Christine Fréchette devient première ministre dans un Québec en pleine recomposition politique
La Coalition Avenir Québec (CAQ) tourne une page majeure de son histoire. Première ministre désignée, Christine Fréchette sera assermentée sous peu et deviendra ainsi la deuxième femme première ministre de l’Histoire du Québec. Le défi qui l’attend est considérable. Une course à la chefferie constitue toujours un exercice délicat pour un parti politique, exposant au grand jour ses lignes de fracture et ses rivalités internes. La tâche d’unir les troupes qui incombe à la nouvelle cheffe pourrait s’avérer ardue en raison des fractures laissées par la dernière course et de l’insatisfaction d’une partie non négligeable du caucus qui lui avait préféré Bernard Drainville.
Un nouveau cabinet
L’arrivée d’une nouvelle première ministre rime avec nouveau conseil des ministres. Les ministres qui l’ont appuyé (Éric Girard, Ian Lafrenière, Jean-François Roberge, Gilles Bélanger, Kateri Champagne Jourdain, Mathieu Lacombe et Benoit Charrette) devraient vraisemblablement conserver leurs postes. À l’inverse, des figures ayant choisi de soutenir Bernard Drainville pourraient se retrouver dans une position plus précaire. Son défi : récompenser les loyautés, ouvrir la porte à de nouveaux visages, préserver l’équilibre régional et politique du gouvernement, tout en évitant de raviver les fractures internes au sein du caucus.
La CAQ en mode survie
En choisissant Christine Fréchette pour succéder à François Legault, le parti ne change pas seulement de chef. Il tente, à moins de six mois de l’élection générale, de corriger une trajectoire politique grandement défavorable. Le plus récent sondage Léger place la CAQ sous sa direction très loin derrière ses rivaux, à 13 % des intentions de vote chez les électeurs décidés, contre 33 % pour le Parti libéral du Québec (PLQ) et 32 % pour le Parti québécois (PQ).
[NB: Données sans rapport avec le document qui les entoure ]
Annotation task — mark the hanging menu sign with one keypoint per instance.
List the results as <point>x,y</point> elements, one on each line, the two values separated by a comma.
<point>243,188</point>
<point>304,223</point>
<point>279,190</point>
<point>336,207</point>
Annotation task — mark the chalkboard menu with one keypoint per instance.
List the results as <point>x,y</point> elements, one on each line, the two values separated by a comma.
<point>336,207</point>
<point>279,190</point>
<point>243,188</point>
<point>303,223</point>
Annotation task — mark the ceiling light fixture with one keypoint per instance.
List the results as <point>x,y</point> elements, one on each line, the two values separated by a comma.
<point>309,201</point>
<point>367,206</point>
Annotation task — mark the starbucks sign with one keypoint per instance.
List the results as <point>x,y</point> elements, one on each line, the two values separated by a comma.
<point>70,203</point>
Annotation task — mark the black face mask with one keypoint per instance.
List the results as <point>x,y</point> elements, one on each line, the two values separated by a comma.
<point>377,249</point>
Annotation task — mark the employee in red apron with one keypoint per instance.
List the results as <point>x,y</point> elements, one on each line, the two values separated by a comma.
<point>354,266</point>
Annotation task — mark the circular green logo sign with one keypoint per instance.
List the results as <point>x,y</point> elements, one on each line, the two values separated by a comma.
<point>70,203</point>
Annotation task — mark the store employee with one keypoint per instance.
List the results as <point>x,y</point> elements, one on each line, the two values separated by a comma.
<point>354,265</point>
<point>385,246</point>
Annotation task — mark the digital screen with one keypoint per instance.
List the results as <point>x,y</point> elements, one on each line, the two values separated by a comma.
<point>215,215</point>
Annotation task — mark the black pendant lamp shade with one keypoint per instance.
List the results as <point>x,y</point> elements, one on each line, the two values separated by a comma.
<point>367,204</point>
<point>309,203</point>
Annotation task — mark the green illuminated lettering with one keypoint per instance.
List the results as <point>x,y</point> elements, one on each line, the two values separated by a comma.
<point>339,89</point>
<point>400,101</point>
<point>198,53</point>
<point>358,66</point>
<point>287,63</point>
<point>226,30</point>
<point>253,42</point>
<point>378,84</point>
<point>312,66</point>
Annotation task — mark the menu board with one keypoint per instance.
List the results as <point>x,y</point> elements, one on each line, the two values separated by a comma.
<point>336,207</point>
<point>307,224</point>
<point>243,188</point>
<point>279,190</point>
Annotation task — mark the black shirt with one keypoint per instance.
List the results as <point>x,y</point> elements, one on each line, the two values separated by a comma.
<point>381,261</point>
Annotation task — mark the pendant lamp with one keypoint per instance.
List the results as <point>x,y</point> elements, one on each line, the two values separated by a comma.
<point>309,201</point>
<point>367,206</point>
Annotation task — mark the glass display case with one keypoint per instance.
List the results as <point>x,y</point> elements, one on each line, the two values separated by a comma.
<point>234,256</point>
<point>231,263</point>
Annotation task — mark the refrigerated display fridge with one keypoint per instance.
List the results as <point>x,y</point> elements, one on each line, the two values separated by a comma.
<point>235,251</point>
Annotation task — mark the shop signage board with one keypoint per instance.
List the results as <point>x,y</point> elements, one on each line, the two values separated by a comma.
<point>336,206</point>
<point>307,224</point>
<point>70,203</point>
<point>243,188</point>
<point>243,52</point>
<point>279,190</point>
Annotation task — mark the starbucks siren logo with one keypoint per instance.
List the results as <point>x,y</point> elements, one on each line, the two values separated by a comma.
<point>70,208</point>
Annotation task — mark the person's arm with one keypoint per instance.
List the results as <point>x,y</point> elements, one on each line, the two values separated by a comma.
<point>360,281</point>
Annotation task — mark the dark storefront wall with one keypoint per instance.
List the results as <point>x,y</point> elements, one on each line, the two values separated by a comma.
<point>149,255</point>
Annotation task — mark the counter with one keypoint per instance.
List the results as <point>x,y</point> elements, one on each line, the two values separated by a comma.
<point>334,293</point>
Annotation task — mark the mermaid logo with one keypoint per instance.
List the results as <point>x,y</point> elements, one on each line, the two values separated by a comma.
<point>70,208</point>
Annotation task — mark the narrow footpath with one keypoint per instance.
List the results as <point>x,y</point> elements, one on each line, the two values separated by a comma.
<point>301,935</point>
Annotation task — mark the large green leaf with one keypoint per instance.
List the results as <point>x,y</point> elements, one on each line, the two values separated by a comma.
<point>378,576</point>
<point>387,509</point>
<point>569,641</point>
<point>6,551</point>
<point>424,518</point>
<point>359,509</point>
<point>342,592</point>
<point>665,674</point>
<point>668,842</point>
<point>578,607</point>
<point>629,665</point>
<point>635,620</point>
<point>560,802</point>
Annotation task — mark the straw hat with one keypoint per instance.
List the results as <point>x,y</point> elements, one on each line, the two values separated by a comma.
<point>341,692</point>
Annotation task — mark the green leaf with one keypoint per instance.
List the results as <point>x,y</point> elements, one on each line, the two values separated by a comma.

Son élection survient au moment où la structure même de la compétition politique québécoise s’est transformée. Le PLQ, dirigé par Charles Milliard, a regagné du terrain et redevient une option crédible pour une partie de l’électorat centriste. Le PQ, lui, continue de consolider son avance auprès de l’électorat francophone. La CAQ se retrouve ainsi prise dans un étau. Elle perd à la fois vers un PLQ qui redevient rassurant pour les électeurs en quête de stabilité et vers un PQ qui élargit son attrait au-delà du seul vote souverainiste.
Certes, Christine Fréchette améliore la marque caquiste. Elle peut certainement aider la CAQ à redevenir plus acceptable aux yeux d’une partie de l’électorat modéré. Mais la difficulté du parti ne relève plus uniquement du registre du leadership. Après huit ans au pouvoir, la CAQ paraît confrontée à quelque chose de plus lourd qu’un simple déficit d’image, à savoir une véritable usure politique.
Fréchette, entre continuité et repositionnement
Son arrivée représente aussi une bonne nouvelle pour la Rive-Sud de Montréal, elle-même députée de la circonscription de Sanguinet. Propulsée par les régions, le CAQ a souvent été critiqué de reléguer Montréal à l’arrière-plan. L’accession de Christine Fréchette à la tête du gouvernement pourrait ainsi être interprétée comme un certain rééquilibrage au profit du grand Montréal, particulièrement de sa couronne sud.
La prorogation du Parlement a interrompu les travaux de l’Assemblée nationale et mis sur pause plusieurs dossiers, forçant de fait une remise à plat partielle de l’agenda législatif. Pour les Premières Nations, cela peut représenter une occasion de rouvrir certains débats autrement, notamment sur les ressources naturelles et le régime forestier. Encore faut-il que le nouveau gouvernement choisisse de s’en saisir. Or, Christine Fréchette est jusqu’à présent restée remarquablement discrète sur les enjeux autochtones, son discours sur ses priorités prononcé lors de sa victoire n’ayant comporté aucune mention des Premières Nations.
Le vrai test commence
L’arrivée de Fréchette pourrait-elle, à elle seule, renverser la vapeur et produire un « effet Carney » ? Les Québécois seront-ils séduits en octobre prochain par cette figure rassurante de gestionnaire aguerrie incarnant à la fois stabilité et compétence ? À suivre. Le test Fréchette ne sera donc pas seulement celui du leadership, mais aussi celui de la capacité d’un parti de fin de cycle à redevenir pertinent avant qu’une campagne électorale ne le relègue durablement à l’arrière-plan.